A Docker container to log an MQTT topic tree to a directory tree of JSON files. The files can then be shared, processed or served with NGINX or Apache.

An obvious way to store time series data is in a file. Then it is easy for your favorite software to read the file, or to send the file to a colleague, or serve it with a web server. No need to complicate your life with a database.

For a tree of time series data, it makes sense to store the data to a file system tree. Then the data has the same organization as your MQTT Tree. And it is then very easy for your web server to serve the right file, based only on the MQTT topic name.

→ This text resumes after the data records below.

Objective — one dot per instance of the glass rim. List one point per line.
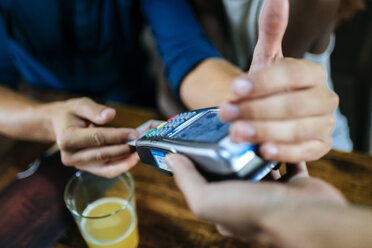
(121, 177)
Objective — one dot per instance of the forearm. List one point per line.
(23, 118)
(322, 226)
(208, 85)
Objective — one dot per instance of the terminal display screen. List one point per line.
(209, 128)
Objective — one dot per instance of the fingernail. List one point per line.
(106, 113)
(132, 136)
(242, 87)
(230, 111)
(271, 150)
(170, 161)
(246, 130)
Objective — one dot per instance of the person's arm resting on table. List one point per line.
(70, 123)
(283, 104)
(298, 212)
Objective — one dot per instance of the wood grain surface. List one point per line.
(163, 216)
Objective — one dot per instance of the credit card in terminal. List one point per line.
(203, 137)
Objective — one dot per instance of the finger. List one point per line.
(295, 172)
(288, 153)
(287, 131)
(74, 138)
(286, 75)
(92, 111)
(111, 169)
(95, 155)
(273, 175)
(188, 179)
(289, 105)
(272, 27)
(223, 231)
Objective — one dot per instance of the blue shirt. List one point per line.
(93, 46)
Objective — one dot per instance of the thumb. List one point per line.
(272, 27)
(94, 112)
(186, 176)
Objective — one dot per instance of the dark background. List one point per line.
(352, 75)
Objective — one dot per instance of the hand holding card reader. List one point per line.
(204, 138)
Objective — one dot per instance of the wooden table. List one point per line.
(163, 215)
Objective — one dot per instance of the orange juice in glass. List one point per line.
(104, 209)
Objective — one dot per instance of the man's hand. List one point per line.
(99, 150)
(265, 212)
(283, 104)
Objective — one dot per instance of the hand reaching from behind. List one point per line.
(99, 150)
(283, 104)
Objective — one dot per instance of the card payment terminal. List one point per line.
(204, 138)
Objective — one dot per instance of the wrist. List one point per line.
(46, 114)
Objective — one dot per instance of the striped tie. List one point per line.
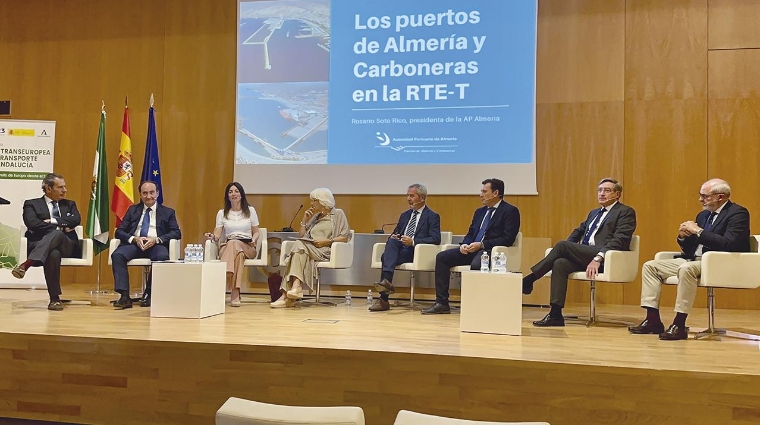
(412, 225)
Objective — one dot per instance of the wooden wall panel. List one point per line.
(665, 120)
(733, 135)
(733, 24)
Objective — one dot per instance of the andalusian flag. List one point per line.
(97, 216)
(123, 188)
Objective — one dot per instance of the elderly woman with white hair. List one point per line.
(322, 224)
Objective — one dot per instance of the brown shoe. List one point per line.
(380, 305)
(19, 271)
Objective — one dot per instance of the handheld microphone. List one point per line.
(290, 226)
(381, 230)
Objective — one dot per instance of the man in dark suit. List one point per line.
(50, 222)
(417, 225)
(609, 227)
(144, 233)
(495, 224)
(720, 226)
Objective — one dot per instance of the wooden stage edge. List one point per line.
(93, 365)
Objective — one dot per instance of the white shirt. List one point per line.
(237, 223)
(49, 203)
(152, 233)
(416, 223)
(591, 240)
(700, 247)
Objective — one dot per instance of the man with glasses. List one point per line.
(609, 227)
(720, 226)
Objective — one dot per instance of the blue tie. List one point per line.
(484, 226)
(145, 226)
(591, 228)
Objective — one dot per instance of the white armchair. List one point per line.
(513, 253)
(406, 417)
(424, 260)
(237, 411)
(145, 263)
(735, 270)
(619, 267)
(341, 257)
(85, 244)
(211, 251)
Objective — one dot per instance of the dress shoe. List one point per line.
(19, 271)
(647, 327)
(123, 303)
(437, 309)
(675, 333)
(295, 294)
(283, 303)
(548, 320)
(380, 305)
(385, 287)
(55, 306)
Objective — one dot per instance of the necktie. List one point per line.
(412, 226)
(592, 227)
(484, 226)
(145, 226)
(56, 211)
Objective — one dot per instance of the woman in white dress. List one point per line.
(322, 224)
(236, 231)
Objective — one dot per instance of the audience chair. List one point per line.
(174, 246)
(341, 257)
(85, 244)
(619, 267)
(734, 270)
(424, 260)
(406, 417)
(237, 411)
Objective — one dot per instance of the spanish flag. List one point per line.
(123, 188)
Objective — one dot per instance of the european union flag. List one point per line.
(151, 166)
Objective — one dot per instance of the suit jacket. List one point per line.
(428, 226)
(615, 232)
(729, 232)
(35, 211)
(166, 224)
(502, 229)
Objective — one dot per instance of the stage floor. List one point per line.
(399, 330)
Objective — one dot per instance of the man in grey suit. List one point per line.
(607, 228)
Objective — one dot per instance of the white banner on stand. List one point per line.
(26, 155)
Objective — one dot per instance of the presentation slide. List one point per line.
(368, 97)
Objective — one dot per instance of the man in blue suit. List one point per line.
(419, 224)
(144, 233)
(495, 224)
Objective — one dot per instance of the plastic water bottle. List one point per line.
(484, 260)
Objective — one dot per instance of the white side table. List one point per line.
(491, 303)
(188, 290)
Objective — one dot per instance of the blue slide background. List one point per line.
(503, 87)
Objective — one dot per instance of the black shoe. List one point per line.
(123, 303)
(385, 287)
(55, 306)
(675, 333)
(548, 320)
(647, 327)
(437, 309)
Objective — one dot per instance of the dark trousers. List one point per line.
(565, 258)
(125, 253)
(444, 261)
(49, 250)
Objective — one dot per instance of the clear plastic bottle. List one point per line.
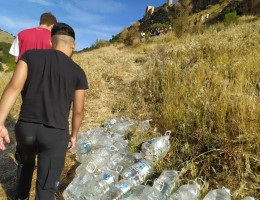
(218, 194)
(138, 172)
(98, 159)
(96, 188)
(118, 190)
(187, 192)
(135, 193)
(120, 129)
(113, 121)
(74, 189)
(249, 198)
(85, 146)
(157, 147)
(167, 182)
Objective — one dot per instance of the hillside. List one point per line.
(6, 37)
(202, 84)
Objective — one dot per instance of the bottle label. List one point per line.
(85, 144)
(112, 121)
(109, 179)
(123, 187)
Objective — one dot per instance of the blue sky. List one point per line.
(91, 19)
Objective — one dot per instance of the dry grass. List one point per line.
(203, 87)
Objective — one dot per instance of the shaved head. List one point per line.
(63, 40)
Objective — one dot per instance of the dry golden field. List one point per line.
(204, 87)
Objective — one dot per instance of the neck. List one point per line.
(64, 49)
(45, 26)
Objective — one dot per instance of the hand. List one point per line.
(73, 142)
(3, 136)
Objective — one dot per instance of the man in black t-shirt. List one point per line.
(50, 81)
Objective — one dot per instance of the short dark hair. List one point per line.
(48, 19)
(62, 29)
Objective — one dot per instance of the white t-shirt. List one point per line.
(14, 50)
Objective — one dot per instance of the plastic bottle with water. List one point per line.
(249, 198)
(143, 126)
(167, 182)
(74, 189)
(157, 147)
(113, 121)
(120, 129)
(135, 193)
(83, 136)
(187, 192)
(138, 172)
(218, 194)
(96, 188)
(118, 190)
(96, 160)
(122, 158)
(87, 145)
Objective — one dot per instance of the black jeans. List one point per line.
(50, 145)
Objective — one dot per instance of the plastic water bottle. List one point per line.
(249, 198)
(157, 147)
(113, 121)
(135, 193)
(118, 190)
(120, 129)
(96, 160)
(99, 185)
(83, 136)
(143, 192)
(122, 158)
(218, 194)
(143, 126)
(74, 190)
(86, 145)
(187, 192)
(167, 181)
(138, 156)
(138, 172)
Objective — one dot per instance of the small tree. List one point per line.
(128, 36)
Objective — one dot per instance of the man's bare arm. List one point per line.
(9, 97)
(77, 116)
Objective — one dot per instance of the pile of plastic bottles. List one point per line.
(108, 170)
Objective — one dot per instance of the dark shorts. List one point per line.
(50, 145)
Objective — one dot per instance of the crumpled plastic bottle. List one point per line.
(117, 190)
(249, 198)
(167, 182)
(218, 194)
(156, 148)
(187, 192)
(138, 172)
(74, 189)
(98, 186)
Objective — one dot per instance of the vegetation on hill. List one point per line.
(205, 88)
(5, 57)
(6, 37)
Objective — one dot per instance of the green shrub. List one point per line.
(1, 67)
(231, 18)
(5, 57)
(221, 1)
(209, 6)
(197, 11)
(101, 43)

So that is what this software does. To repeat: it is a Docker container to log an MQTT topic tree to a directory tree of JSON files.

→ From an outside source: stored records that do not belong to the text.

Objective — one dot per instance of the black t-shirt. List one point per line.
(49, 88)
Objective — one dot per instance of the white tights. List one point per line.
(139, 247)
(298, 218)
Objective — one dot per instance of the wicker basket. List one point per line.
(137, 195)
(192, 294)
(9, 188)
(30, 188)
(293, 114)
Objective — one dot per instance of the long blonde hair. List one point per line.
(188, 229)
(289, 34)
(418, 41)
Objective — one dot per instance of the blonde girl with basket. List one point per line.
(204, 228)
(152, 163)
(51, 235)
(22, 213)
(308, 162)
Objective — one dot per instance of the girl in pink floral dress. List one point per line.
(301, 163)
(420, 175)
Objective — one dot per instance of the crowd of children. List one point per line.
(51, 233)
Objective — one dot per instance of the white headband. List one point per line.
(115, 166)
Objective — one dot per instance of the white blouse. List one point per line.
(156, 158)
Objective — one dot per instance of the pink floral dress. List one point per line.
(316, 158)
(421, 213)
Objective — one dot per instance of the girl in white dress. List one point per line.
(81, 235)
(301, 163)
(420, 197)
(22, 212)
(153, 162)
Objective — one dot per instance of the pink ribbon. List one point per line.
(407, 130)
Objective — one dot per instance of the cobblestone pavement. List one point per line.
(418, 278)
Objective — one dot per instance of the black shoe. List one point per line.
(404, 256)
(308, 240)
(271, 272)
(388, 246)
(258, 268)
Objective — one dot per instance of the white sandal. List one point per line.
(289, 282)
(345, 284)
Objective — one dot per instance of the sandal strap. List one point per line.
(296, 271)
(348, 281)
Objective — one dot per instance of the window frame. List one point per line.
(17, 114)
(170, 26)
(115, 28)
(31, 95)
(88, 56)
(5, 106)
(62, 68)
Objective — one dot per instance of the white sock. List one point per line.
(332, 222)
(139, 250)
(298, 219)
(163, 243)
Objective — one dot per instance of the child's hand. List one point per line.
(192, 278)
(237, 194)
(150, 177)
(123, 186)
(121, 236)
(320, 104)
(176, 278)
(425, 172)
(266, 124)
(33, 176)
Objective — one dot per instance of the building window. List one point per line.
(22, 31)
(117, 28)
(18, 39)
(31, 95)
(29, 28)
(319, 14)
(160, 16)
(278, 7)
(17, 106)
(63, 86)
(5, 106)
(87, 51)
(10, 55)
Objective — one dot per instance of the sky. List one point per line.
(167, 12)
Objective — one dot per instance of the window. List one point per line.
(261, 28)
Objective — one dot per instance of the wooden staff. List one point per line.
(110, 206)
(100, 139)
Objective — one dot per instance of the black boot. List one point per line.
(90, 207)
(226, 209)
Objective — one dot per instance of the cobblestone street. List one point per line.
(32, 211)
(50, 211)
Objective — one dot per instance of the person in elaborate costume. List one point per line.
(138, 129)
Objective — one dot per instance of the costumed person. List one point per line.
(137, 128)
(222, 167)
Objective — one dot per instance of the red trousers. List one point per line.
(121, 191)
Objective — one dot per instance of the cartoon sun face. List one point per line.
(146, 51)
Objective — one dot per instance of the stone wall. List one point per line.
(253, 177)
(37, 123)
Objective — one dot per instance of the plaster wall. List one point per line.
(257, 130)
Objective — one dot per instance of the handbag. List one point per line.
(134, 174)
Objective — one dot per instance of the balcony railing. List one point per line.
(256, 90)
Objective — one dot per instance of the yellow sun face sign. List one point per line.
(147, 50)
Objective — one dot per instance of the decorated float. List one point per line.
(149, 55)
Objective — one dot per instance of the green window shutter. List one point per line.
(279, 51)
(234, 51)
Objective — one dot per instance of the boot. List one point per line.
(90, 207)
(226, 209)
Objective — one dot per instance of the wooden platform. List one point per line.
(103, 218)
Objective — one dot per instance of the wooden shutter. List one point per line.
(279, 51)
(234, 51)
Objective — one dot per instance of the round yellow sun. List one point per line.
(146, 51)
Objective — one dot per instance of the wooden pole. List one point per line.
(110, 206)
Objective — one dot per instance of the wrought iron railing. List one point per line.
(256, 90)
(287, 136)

This software is in production use recording history for a tree of Chat servers.

Each MQTT message arrives as a JSON string, and gets logged to a file. The MQTT topic determines which directory the file is stored in. It is very easy to map from the MQTT topic name, to the name of the directory served by the web server.

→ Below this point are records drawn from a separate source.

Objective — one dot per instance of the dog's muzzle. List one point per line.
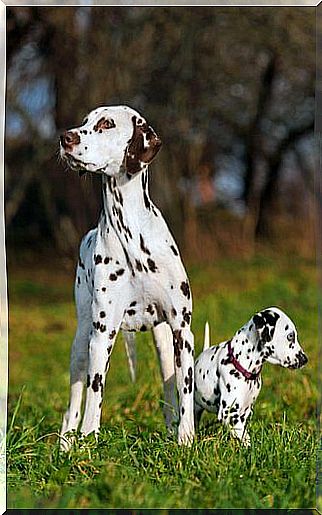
(301, 360)
(69, 139)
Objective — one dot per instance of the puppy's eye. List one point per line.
(291, 336)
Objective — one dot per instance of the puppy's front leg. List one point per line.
(236, 419)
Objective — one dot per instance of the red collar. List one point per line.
(239, 367)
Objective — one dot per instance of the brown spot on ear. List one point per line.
(136, 152)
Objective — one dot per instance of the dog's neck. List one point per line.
(245, 349)
(127, 207)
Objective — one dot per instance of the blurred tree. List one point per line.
(220, 85)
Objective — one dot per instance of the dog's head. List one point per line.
(111, 140)
(277, 339)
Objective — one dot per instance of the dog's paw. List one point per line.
(67, 440)
(186, 435)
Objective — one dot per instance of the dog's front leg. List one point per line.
(105, 328)
(183, 341)
(163, 339)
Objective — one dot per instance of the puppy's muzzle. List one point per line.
(301, 360)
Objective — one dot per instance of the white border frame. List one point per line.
(3, 274)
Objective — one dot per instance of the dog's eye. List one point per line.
(104, 123)
(291, 337)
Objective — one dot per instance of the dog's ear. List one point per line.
(142, 148)
(265, 323)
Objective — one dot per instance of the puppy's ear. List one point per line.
(142, 148)
(265, 323)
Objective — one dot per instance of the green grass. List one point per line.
(135, 464)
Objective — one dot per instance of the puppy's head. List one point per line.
(277, 339)
(111, 140)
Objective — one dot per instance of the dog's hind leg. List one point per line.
(163, 339)
(130, 348)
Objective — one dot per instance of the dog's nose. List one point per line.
(68, 139)
(302, 359)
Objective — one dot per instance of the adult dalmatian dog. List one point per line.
(227, 376)
(129, 275)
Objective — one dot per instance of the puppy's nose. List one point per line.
(68, 139)
(302, 359)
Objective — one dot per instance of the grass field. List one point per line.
(135, 465)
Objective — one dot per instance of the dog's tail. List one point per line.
(130, 347)
(206, 341)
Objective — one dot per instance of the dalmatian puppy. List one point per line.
(228, 376)
(129, 274)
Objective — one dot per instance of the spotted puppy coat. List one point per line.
(227, 376)
(129, 275)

While MQTT provides a retained message, for chat applications one really wants to see say 6 retained messages. So there is also a file cache of the 6 most recent messages for each topic. That is all that most chat servers really want to see.

It seems to me to be an obvious way to record MQTT data. I am hugely surprised that such a data logger is not already available. There are a number of time series databases, but generally they are not hierarchical. The great thing about doing it this way, is that when you reorganize your MQTT tree, you can also just close the files, move the branch of the file system, and resume logging.

TO RUN THIS CONTAINER

First Create a directory for the data $mkdir Data That way you have permissions on that directory. Now create the config.py file $docker run -d --name logger -v /Path/To/My/Directory/Data:/app/data -t pythonlinks/simple-topic-logger:latest config STOP THE CONTAINER $docker stop logger You can then edit the configuration file in /Path/To/Your/Data/Directory/Data/config.py

` class Config(object): userName = 'MyUserName' password = 'MyPassword' topics = ['MyTopic'] qos = 0

Then restart the container

docker start logger If you now look at Data/MyTopic/log.json It should be [{"text":"Hello World"}] You are now free to migrate to your own MQTT server, or change your topics to be logged. Wildcard logging also works. Creates a tree of files.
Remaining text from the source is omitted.